Extract LCMS-UV-ELSD library well fractions were tested at 20 μg/mL respectively based on assumed weights of 0.15 mg / well estimated from a 15 mg injection divided into two library plates (7.5 mg each) equally fractionated / 50 wells ~ 0.15 mg/well. Pure compounds were tested using concentrations reported using a previously reported MTT assay²⁰ in murine macrophage (RAW264.7) cells to determine cytotoxic activity. Cells in 96-well plates in the required growth medium were treated with extracts dissolved in DMSO for 20 h (RAW264.7). After incubation, MTT solution was added to wells and incubated for another 2h. Media were removed and DMSO was added to dissolve purple precipitates. Then plates were read at 570 nm using a plate reader.
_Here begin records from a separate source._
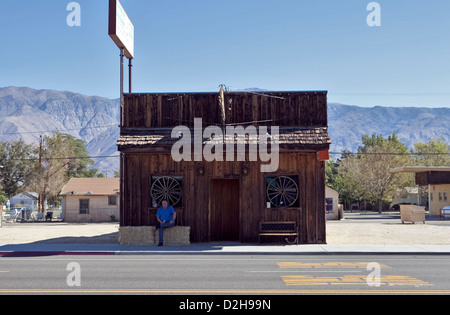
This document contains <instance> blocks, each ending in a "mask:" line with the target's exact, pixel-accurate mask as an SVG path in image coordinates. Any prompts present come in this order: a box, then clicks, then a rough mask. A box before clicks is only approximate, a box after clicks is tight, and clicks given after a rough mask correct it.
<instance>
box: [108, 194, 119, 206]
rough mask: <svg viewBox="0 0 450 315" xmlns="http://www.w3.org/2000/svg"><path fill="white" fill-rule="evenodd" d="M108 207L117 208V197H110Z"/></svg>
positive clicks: (111, 196)
mask: <svg viewBox="0 0 450 315" xmlns="http://www.w3.org/2000/svg"><path fill="white" fill-rule="evenodd" d="M108 206H117V196H108Z"/></svg>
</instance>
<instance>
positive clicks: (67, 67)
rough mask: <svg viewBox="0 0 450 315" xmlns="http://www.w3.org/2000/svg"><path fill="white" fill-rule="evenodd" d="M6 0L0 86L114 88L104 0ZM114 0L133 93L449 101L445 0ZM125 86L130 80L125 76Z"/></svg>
mask: <svg viewBox="0 0 450 315" xmlns="http://www.w3.org/2000/svg"><path fill="white" fill-rule="evenodd" d="M69 2H71V1H68V0H45V1H33V0H1V2H0V30H1V31H0V32H1V39H2V48H1V49H0V60H1V61H0V87H5V86H28V87H31V88H35V89H55V90H63V91H73V92H78V93H82V94H86V95H99V96H104V97H108V98H117V97H119V50H118V48H117V47H116V46H115V44H114V43H113V41H112V40H111V39H110V37H109V36H108V0H79V1H76V2H78V3H79V4H80V7H81V26H80V27H76V26H75V27H69V26H68V25H67V23H66V18H67V16H68V14H69V13H70V12H69V11H67V10H66V7H67V5H68V4H69ZM370 2H371V1H370V0H309V1H305V0H239V1H238V0H228V1H219V0H158V1H156V0H121V3H122V5H123V7H124V8H125V10H126V11H127V13H128V15H129V17H130V18H131V20H132V21H133V24H134V26H135V32H136V33H135V58H136V59H135V60H134V61H133V64H134V67H133V71H134V75H133V89H134V92H185V91H186V92H203V91H218V86H219V84H222V83H223V84H226V85H227V86H229V87H230V88H231V89H244V88H252V87H258V88H261V89H267V90H280V91H284V90H328V91H329V97H328V99H329V102H337V103H343V104H350V105H358V106H376V105H381V106H423V107H450V1H447V0H428V1H417V0H409V1H407V0H384V1H377V2H378V3H379V4H380V7H381V26H379V27H377V26H375V27H369V26H368V25H367V22H366V19H367V16H368V15H369V14H370V13H371V12H370V11H367V5H368V4H369V3H370ZM126 86H127V85H126Z"/></svg>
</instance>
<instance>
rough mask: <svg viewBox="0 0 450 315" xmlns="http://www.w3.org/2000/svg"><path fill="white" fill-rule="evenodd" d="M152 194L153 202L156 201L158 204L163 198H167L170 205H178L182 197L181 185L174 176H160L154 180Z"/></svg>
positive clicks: (167, 201)
mask: <svg viewBox="0 0 450 315" xmlns="http://www.w3.org/2000/svg"><path fill="white" fill-rule="evenodd" d="M151 195H152V199H153V202H156V203H157V204H158V206H160V205H161V203H162V201H163V200H167V202H168V203H169V204H170V205H176V204H177V203H178V202H179V201H180V199H181V185H180V183H179V182H178V181H177V180H176V179H175V178H173V177H169V176H162V177H158V178H157V179H155V180H154V181H153V184H152V187H151Z"/></svg>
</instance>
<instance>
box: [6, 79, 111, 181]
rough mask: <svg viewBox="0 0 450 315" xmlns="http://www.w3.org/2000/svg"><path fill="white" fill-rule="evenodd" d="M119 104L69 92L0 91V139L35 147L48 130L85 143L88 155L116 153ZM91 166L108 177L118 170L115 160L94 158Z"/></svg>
mask: <svg viewBox="0 0 450 315" xmlns="http://www.w3.org/2000/svg"><path fill="white" fill-rule="evenodd" d="M119 117H120V101H119V100H110V99H107V98H103V97H98V96H85V95H81V94H77V93H72V92H60V91H53V90H34V89H30V88H26V87H7V88H0V139H1V140H2V141H5V140H6V141H12V140H17V139H19V138H23V139H24V141H25V142H27V143H34V144H36V145H38V144H39V136H40V135H50V134H51V131H52V130H57V131H60V132H63V133H67V134H70V135H72V136H74V137H77V138H80V139H82V140H83V141H85V142H86V148H87V150H88V152H89V155H90V156H110V155H116V154H117V147H116V140H117V138H118V137H119V127H118V126H119ZM94 162H95V165H94V167H96V168H99V169H100V170H101V171H103V172H105V173H106V172H108V176H111V175H112V174H113V172H114V171H115V170H118V169H119V159H118V158H107V159H105V158H103V159H94Z"/></svg>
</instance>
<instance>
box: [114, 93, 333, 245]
mask: <svg viewBox="0 0 450 315" xmlns="http://www.w3.org/2000/svg"><path fill="white" fill-rule="evenodd" d="M220 103H221V104H225V106H224V107H225V108H224V109H225V117H226V119H225V123H226V125H227V126H234V125H240V126H243V127H247V126H249V125H252V126H255V127H257V128H258V127H260V126H268V128H269V130H271V129H270V127H271V126H278V127H279V138H277V140H276V141H279V167H278V169H277V170H276V171H275V172H272V173H263V172H261V167H260V166H261V165H262V164H264V163H263V162H262V161H261V160H260V159H258V160H256V161H255V160H250V158H249V152H250V145H249V143H250V142H251V141H252V139H251V136H247V138H245V141H246V148H247V150H246V151H245V152H246V156H245V160H244V161H238V160H237V159H234V160H233V161H229V160H227V159H224V161H212V162H207V161H205V160H204V159H203V160H201V161H194V159H192V160H191V161H180V162H176V161H175V160H174V159H173V157H172V155H171V148H172V147H173V145H174V143H176V142H177V141H178V140H179V139H178V138H176V137H174V138H172V136H173V135H172V130H173V128H174V127H176V126H180V125H182V126H186V127H187V128H190V129H191V130H193V128H194V127H195V125H194V120H195V119H196V118H201V119H202V122H203V128H205V127H207V126H210V125H212V126H219V127H220V128H222V127H223V126H224V122H223V119H222V114H221V108H220V106H219V105H218V104H220ZM203 130H204V129H203ZM193 133H195V131H194V130H193ZM259 137H261V135H259ZM203 140H205V139H203ZM253 140H255V141H256V140H257V139H253ZM206 141H207V140H206ZM236 141H239V140H236ZM272 141H274V140H272ZM203 144H205V142H203ZM236 145H237V143H236ZM329 145H330V139H329V136H328V128H327V93H326V92H323V91H321V92H264V93H251V92H234V93H225V94H224V101H223V102H221V98H220V96H219V93H170V94H125V102H124V107H123V108H122V118H121V136H120V139H119V140H118V147H119V150H120V152H121V172H122V176H121V192H122V194H121V196H122V199H121V209H120V211H121V212H120V225H121V226H124V227H125V226H127V227H128V226H151V225H155V224H156V218H155V215H156V210H157V205H156V204H155V200H153V198H152V193H151V190H152V187H153V186H154V183H155V181H157V180H158V179H159V178H161V177H167V178H175V179H176V180H177V183H178V184H179V186H180V187H181V188H180V189H181V198H180V200H179V201H178V202H177V205H176V207H175V209H176V210H177V212H178V224H179V225H187V226H190V227H191V241H192V242H209V241H220V240H235V241H241V242H257V241H258V231H259V223H260V222H261V221H296V222H298V226H299V235H300V238H299V242H300V243H309V244H312V243H325V242H326V237H325V167H324V161H321V160H320V159H319V158H318V156H319V154H318V152H319V151H323V150H328V149H329ZM225 150H226V148H225V146H224V154H225ZM278 178H282V181H284V182H291V183H295V184H292V185H293V186H295V187H296V188H295V189H297V198H296V200H295V202H291V204H290V205H289V206H287V207H286V206H283V204H282V202H281V205H280V202H279V200H278V202H276V201H274V202H271V201H272V199H270V193H269V194H268V186H271V185H274V186H276V185H277V184H272V183H273V182H274V180H278ZM175 184H176V183H175ZM280 185H281V184H280ZM291 201H292V200H291Z"/></svg>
Bengamide A (6): white powder; LRESITOFMS m/z 581.5 [M-H₂O+H]⁺, 599.5 [M+H]⁺. LCMS and ¹H NMR data is provided in Figures S13-S14 (in the supporting information) and is equivalent to spectroscopic data reported previously.³⁸

Bengamide B (7): white powder; LRESITOFMS m/z 607.5 [M+Na]⁺. LCMS and ¹H NMR data is provided in Figures S15–S16 and is equivalent to spectroscopic data reported previously.³⁸

Bengamide E (8): yellow oil; LRESITOFMS m/z 341.5 [M-H₂O+H]⁺. LCMS and ¹H NMR data is provided in Figures S2–S3 and is equivalent to spectroscopic data reported previously.³⁸

Bengamide F (9): clear oil; LRESITOFMS m/z 355.3 [M-H₂O+H]⁺. LCMS and ¹H NMR data is provided in Figures S4–S5 and is equivalent to spectroscopic data reported previously.³⁸

LAF-389 (12): white powder; LRESITOFMS m/z 499.2 [M+H]⁺. This compound was generously provided by Novartis Institute for Biomedical Research. LCMS and ¹H NMR data is provided in Figures S17–S18 and is equivlaeny to sprectroscopic data reported previously.⁴⁴

Bengamide E’ (13): white powder; ¹H NMR data see Figures S4–10, and Table S1, Supporting Information; LRESITOFMS m/z 355.3 [M-H₂O+H]⁺. HRESITOFMS [M+H]⁺ = C₁₈H₃₃N₂O₆, found, 373.2340, calc’d., 373.2331 (Error = 0.0009 ppm).

Bengamide F’ (14): white powder; ¹H NMR data see Figure S11–12, and Table S2, Supporting Information; LRESITOFMS m/z 369.3 [M-H₂O+H]⁺. HRMS [M+Na]⁺ = C₁₉H₃₄N₂O₆Na, found, 409.22895, calc’d., 409.23091 (Error = 4.78541 ppm).